China Investigating Higher NAND Prices, Potential Price Fixing
China Investigating Higher NAND Prices, Potential Price Fixing.
NAND storage prices weren’t great in 2017. Drives were significantly more expensive throughout the year than in 2016, and while prices came down somewhat in the later part of the year, they’re still running hot compared with 2014-2016. China is planning to investigate the situation, with an eye on how Samsung could potentially be manipulating the market.
“We have noticed the price surge and will pay more attention to future problems that may be caused by ‘price fixing’ in the sector,” Xu Xinyu, an official with the Pricing Supervision Department of the National Development and Reform Commission, told China Daily.

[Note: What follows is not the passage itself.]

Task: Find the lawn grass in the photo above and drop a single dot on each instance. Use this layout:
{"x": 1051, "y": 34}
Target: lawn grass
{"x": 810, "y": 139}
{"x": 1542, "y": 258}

The jump in NAND pricing over the past 12-18 months has supposedly been driven by the shift from 2D NAND to 3D NAND. Unlike 2D NAND (also known as planar NAND), 3D NAND is stacked on top of itself to create layers of memory. Initially, we saw 32-48 layer stacks, but 64-layer 3D NAND has now launched with 96-layer demonstrated. In theory, this should drive NAND prices down over the long term, as it becomes more cost-effective to squeeze more and more storage into the same physical area. But converting over from planar NAND to 3D NAND has some costs associated with it, and supposedly those costs have driven up the price of NAND as a whole.